C’est d’une autre inspiration que relève l’Aladin écrit par Ernst Jünger. Le Problème d’Aladin est l’avant-dernier roman de l’écrivain.
L’histoire est celle d’un personnage, Friedrich Bahro, issu de l’aristocratie silésienne (région de Pologne). À un moment de sa vie, il se trouve totalement démuni. Après diverses tentatives pour s’en sortir, il se résout à aller voir son oncle Fridolin pour lui demander un travail dans son entreprise funéraire. Friedrich est chargé de contacter les familles des défunts pour organiser les funérailles. C’est alors qu’il rencontre des amis qui partent du constat que la mort est caduque puisque les tombes n’ont pas l’assurance de la perpétuité. Ils décident ensemble de monter une société qui gérera la mort à l’échelle planétaire. Le projet grandiose est de faire un cimetière où les gens reposent éternellement. Ils fondent une nouvelle société « Térestra » et cherchent un terrain pour l’installer ; c’est en Cappadoce que la société s’établit. Friedriech est nommé directeur de l’entreprise. La réussite de la société est telle que Friedrich est en butte à des hallucinations au cours desquelles il rencontre Farès (alias le magicien). Dans son délire, il s’aperçoit que la caverne d’Aladin jouxte les cavernes de Cappadoce et que la lampe qui est dans la caverne d’Aladin est en étain tandis que la lampe qui éclaire les locaux de l’entreprise est en uranium. L’entreprise continue à se développer à tel point qu’il faut engager un nouveau dirigeant. Friedrich reçoit de Chine une candidature qui correspond étrangement à ce qu’il recherche. Elle est signée Farès, lequel lui donne rendez-vous. Friedrich (Aladin) va à sa rencontre tout joyeux, à l’idée de lui confier la direction de l’entreprise et de se libérer ainsi de son fardeau (la lampe).

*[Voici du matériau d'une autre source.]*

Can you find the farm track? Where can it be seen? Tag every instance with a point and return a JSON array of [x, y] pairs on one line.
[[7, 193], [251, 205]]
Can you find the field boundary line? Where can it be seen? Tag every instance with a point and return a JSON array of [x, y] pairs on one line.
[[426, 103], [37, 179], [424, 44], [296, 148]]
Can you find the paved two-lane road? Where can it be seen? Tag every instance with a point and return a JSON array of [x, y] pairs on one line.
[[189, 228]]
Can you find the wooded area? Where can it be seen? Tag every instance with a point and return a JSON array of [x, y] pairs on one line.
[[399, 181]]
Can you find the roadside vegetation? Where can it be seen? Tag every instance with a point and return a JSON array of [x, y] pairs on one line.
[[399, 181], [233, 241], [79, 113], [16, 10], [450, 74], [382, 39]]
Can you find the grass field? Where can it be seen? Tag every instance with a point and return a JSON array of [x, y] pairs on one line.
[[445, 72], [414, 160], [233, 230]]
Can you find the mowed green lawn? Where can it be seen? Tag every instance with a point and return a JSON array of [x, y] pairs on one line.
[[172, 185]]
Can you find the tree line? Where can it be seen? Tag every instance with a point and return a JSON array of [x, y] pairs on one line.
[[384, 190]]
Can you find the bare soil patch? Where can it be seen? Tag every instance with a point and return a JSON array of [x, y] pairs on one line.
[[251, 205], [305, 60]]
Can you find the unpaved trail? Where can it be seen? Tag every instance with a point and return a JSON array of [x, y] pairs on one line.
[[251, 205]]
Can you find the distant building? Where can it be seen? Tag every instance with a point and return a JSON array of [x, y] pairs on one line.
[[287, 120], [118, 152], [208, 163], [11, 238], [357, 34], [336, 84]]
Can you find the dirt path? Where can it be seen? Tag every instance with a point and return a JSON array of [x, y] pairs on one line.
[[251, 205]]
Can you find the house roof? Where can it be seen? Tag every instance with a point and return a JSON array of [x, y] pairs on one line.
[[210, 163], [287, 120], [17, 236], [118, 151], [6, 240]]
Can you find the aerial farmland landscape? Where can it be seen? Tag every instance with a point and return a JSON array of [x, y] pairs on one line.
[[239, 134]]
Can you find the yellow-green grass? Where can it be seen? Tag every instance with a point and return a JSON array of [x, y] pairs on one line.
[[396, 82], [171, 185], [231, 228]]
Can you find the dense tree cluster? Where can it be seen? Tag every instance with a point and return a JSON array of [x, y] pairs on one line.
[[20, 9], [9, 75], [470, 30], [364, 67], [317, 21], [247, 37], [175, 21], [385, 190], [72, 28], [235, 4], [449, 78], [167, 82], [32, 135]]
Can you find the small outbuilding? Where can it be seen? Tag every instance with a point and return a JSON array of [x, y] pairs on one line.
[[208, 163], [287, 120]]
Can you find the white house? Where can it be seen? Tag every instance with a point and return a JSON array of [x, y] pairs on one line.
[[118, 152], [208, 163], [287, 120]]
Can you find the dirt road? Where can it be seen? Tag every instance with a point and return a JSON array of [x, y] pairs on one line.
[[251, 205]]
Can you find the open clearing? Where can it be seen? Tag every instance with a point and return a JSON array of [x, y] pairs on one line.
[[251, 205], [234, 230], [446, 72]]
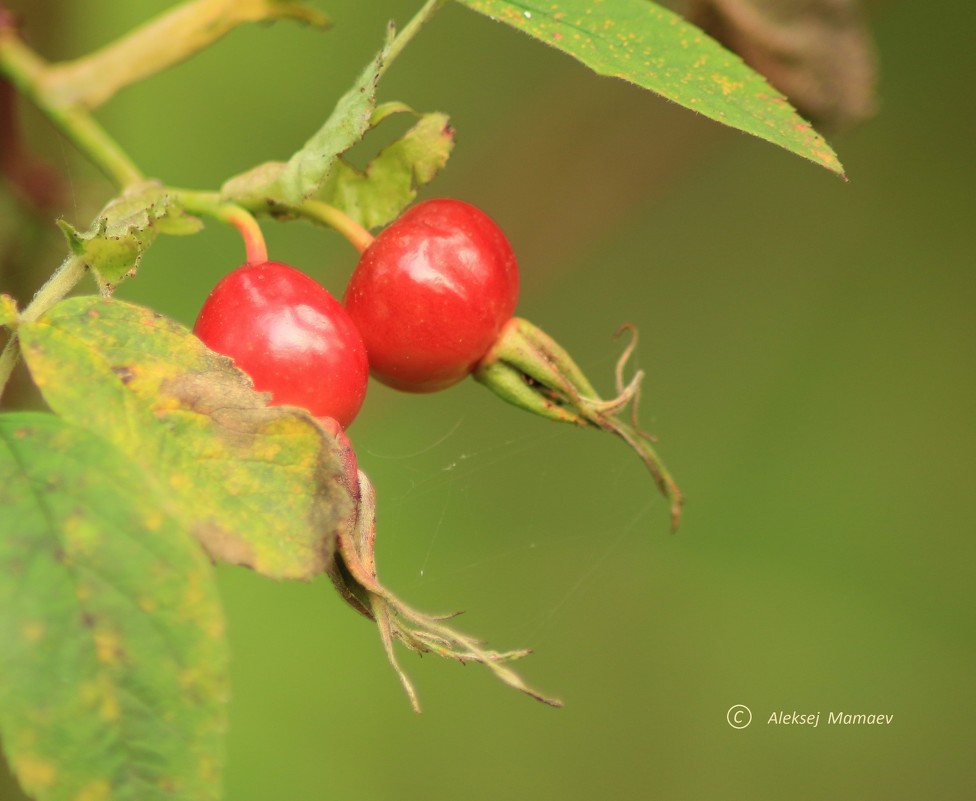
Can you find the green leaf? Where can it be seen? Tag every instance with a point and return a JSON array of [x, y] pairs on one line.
[[652, 47], [390, 182], [304, 173], [113, 246], [257, 485], [8, 310], [113, 663]]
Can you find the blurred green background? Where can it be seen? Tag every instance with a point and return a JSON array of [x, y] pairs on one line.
[[809, 348]]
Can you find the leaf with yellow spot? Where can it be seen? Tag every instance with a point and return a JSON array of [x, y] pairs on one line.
[[113, 684], [258, 485], [654, 48]]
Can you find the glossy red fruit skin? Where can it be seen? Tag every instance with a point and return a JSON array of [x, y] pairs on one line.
[[292, 337], [431, 294]]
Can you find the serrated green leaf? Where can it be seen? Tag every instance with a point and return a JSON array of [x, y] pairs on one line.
[[8, 310], [113, 246], [390, 182], [257, 485], [289, 183], [113, 663], [641, 42]]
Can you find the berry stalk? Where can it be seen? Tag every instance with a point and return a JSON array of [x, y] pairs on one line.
[[529, 369]]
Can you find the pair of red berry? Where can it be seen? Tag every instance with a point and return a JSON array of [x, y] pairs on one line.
[[427, 301]]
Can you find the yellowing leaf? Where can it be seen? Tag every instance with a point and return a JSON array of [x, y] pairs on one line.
[[113, 663], [256, 484]]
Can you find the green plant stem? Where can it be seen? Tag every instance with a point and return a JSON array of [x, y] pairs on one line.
[[212, 204], [168, 39], [318, 211], [67, 276], [410, 30], [29, 74]]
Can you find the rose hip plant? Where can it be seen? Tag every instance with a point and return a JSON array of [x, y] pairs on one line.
[[165, 450]]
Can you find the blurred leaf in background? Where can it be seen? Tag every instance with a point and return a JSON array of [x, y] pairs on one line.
[[819, 53]]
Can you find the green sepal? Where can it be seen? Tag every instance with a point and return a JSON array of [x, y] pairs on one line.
[[529, 369]]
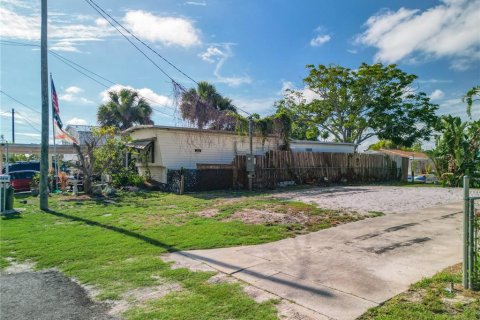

https://journals.openedition.org/feeries/121?lang=en#ftn20
« La lampe d’Aladin était faite d’étain ou de cuivre, peut-être d’argile seulement. Le texte de Galland ne nous dit rien là-dessus – nous apprenons seulement qu’elle était suspendue à la voûte d’une grotte. On ne l’allumait pas, mais on la frottait pour que le génie apparaisse. Il pouvait en une nuit édifier des palais ou ravager des villes, selon que l’ordonnait le maître de la lampe. Elle garantissait la souveraineté jusqu’aux limites du monde connu de la Chine jusqu’à la Mauritanie, Aladin préférait l’existence d’un petit despote. Notre lampe est faite d’uranium. Elle pose le même problème : l’afflux de puissance titanique. »
Ernst Jünger, Le Problème d’Aladin, trad. par Henri Thomas, éd. Ch. Bourgois, Paris, 1983. Jünger écrit ce roman à l’âge de 88 ans, juste avant Les Ciseaux qui seront publiés en 1990.